I’m sitting here typing this post with gloves and a ski hat on. It’s pretty much the coldest day so far our thermostat has decided to break and Home Depot cant finds the one we need. Apparently, it’s in stock but no one knows where it is. Amazing. I can’t complain though I have a big plate full of delicious gingerbread cookies so I’m one happy girl. If you asked me what my favorite cookie as I have no idea but I would say that Gingerbread is up there on my top 10 list. I’m not a fan of the snappy ones. I like the soft cake not too sweet gingerbread. That is exactly what this is. Warm spices, sweet molasses and just super soft.

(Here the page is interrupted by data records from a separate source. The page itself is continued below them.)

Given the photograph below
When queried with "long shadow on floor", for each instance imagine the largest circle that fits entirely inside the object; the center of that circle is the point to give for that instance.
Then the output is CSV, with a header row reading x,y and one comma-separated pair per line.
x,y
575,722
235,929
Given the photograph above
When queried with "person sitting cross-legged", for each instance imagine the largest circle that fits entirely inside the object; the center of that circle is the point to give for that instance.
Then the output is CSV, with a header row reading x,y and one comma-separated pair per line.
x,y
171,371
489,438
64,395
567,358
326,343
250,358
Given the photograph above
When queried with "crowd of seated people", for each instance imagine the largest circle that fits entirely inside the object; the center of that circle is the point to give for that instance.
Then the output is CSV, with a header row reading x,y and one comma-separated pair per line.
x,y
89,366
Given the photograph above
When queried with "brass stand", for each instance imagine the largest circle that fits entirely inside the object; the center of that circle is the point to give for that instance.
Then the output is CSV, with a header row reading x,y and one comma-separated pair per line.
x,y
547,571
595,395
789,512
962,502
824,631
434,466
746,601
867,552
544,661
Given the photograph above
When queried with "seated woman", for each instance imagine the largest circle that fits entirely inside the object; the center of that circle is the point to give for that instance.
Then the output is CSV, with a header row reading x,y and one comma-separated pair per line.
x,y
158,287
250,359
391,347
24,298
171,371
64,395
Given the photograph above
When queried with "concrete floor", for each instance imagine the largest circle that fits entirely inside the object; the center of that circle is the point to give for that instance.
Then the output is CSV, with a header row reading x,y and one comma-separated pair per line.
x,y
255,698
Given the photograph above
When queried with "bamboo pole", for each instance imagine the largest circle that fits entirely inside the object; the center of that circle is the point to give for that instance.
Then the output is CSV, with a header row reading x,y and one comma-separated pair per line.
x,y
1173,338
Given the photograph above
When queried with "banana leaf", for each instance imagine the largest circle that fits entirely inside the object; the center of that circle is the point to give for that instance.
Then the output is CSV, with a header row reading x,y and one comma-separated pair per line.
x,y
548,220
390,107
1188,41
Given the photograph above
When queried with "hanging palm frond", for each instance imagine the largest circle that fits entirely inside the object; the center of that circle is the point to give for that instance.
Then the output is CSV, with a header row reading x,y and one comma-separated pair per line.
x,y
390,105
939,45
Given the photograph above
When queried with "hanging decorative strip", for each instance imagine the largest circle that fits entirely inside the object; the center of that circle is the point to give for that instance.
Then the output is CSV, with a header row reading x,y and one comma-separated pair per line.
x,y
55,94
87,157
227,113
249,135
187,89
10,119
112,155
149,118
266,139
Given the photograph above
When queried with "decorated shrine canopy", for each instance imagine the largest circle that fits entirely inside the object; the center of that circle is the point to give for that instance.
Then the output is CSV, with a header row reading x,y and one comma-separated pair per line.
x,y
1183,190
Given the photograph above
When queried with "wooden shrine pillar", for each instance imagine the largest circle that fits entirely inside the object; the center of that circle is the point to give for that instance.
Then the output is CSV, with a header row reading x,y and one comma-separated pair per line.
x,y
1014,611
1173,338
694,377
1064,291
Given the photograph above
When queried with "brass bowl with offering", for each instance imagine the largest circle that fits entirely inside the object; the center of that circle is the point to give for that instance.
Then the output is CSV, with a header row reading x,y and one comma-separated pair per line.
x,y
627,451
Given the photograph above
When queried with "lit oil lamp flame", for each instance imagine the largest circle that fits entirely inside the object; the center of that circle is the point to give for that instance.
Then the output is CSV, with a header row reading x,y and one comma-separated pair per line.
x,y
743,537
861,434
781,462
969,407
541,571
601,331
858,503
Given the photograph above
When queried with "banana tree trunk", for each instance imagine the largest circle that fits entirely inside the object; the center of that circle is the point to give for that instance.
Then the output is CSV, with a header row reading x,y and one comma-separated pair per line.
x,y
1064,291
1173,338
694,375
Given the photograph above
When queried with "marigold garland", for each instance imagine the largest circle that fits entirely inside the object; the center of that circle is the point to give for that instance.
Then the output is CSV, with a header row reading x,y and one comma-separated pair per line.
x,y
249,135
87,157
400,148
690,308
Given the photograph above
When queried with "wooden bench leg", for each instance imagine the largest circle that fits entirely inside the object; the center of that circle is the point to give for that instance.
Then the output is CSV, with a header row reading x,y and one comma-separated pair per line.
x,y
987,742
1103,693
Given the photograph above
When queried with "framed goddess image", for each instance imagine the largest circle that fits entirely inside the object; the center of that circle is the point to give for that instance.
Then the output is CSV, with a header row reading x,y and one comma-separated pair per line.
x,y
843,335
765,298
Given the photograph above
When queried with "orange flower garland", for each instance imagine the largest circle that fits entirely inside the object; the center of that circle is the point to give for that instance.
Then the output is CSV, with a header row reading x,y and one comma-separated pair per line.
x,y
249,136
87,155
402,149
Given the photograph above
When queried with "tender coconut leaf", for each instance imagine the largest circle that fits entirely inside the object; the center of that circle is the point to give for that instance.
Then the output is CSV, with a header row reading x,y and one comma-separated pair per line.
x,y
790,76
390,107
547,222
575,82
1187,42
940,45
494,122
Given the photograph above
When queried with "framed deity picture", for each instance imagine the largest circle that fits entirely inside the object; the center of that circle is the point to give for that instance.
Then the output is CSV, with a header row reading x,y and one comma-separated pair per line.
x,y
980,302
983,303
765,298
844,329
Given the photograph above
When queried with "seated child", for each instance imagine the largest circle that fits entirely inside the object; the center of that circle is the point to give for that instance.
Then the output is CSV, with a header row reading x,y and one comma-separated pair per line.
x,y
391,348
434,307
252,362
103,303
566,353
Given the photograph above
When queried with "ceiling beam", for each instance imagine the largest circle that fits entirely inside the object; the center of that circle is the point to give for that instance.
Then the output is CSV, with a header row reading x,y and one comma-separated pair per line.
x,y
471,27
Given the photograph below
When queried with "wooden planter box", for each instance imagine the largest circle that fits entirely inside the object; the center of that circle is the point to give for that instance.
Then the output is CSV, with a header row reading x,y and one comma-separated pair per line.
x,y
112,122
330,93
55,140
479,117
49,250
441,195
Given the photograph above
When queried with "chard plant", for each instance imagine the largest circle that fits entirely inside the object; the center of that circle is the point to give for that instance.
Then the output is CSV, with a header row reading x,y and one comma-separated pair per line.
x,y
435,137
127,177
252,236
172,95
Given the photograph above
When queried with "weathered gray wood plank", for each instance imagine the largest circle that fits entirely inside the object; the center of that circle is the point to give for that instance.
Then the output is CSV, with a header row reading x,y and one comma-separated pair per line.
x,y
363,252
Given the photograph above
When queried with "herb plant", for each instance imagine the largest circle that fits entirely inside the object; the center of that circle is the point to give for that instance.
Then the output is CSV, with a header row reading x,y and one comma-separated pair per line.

It’s not only eating them but its just the smell of them baking that puts me in the holiday mood. Seriously I just want to bust out all the decorations, blast some Christmas jams and celebrate. (On a side note, Mariah Carey Christmas jams NEVER get old…e.v.e.r)
Now although I do love the holiday and the festivities I’m all about the balance. I don’t really feel the need to pound the sugar and then collapse into a most epic sugar rush. My heart is racing just thinking about it. No no…I like using different grains and flours to make sweet treats. Actually growing up my mom would make these bomb ass Teff cookies, Millet cookies and all kinds of goodies made from flours, which at the time, were pretty unheard of. I’m glad that it’s all starting to become more mainstream now. I feel cool.
These cookies are nothing too odd. Just Oat flour. Pretty ordinary but still bueno. It got some coconut sugar in it which ok, its still sugar but these are cookies. Compromise, right?
Also since I’m going down this nostalgic path cookie trays are pretty much a holiday staple. Let me tell you, My mom is serious about her cookie trays. We start baking weeks early and make dozens of different kinds. Some healthier than others, but again it’s all about balance right? I think these little gingers though would work wonderfully on any tray. It’s the first year that I’ve made them but I’m pretty sure from now on they will be standard. (freezer tests to come!)
These took a bit of playing with but I think they turned out delicious. Feel free to tweak and play with the recipe as needed. Like I mentioned they aren’t blow your face off sweet but personally, I like a milder cookie so these work perfect for me. That’s the beauty of baking…you can pretty much adapt to your personal tastes. I hope you enjoy and if you make them let me know how they turn out.
- ¾ c. dry Quinoa
- 1½ c. water
- Dry Ingredients:
- 1½ c. oat flour
- 1 tsp. baking powder
- ½ c. ground flax meal
- 2½ tsp. ginger
- ¼ tsp. nutmeg
- ¼ tsp. cloves
- pinch of salt
- wet Ingredients:
- ¼ c. coconut sugar
- ¼ c. blackstrap molasses
- ¼ c. unsweetened applesauce
- 2 Tbsp. coconut oil
- 1 tsp. vanilla extract.
- In a pan, boil water and add in your quinoa. Cook about 20 minutes or until quinoa is cooked through. Once finished, set aside.
- Preheat oven to 350 and line a large baking sheet with parchment.
- Combine all the dry ingredients in a bowl and mix. Add in 1 and ½ c. of the cooked quinoa and stir to combine. Set aside.
- Next, combine all of the wet ingredients in a bowl and mix well.
- Add the wet ingredients to the dry and mix to combine.
- Using a cookie scoop or spoon, scoop out cookies 1 Tbsp at a time and place onto sheets. Cookies will not expand much during baking so shape as you need to. I used the back of a spoon to flatten mine out.
- Bake about 18-20 minutes or until baked thru. Once out of the oven let sit a few minutes (about 10 minutes) to cool, then remove to a wire cooling rack. They will firm up the longer they sit out.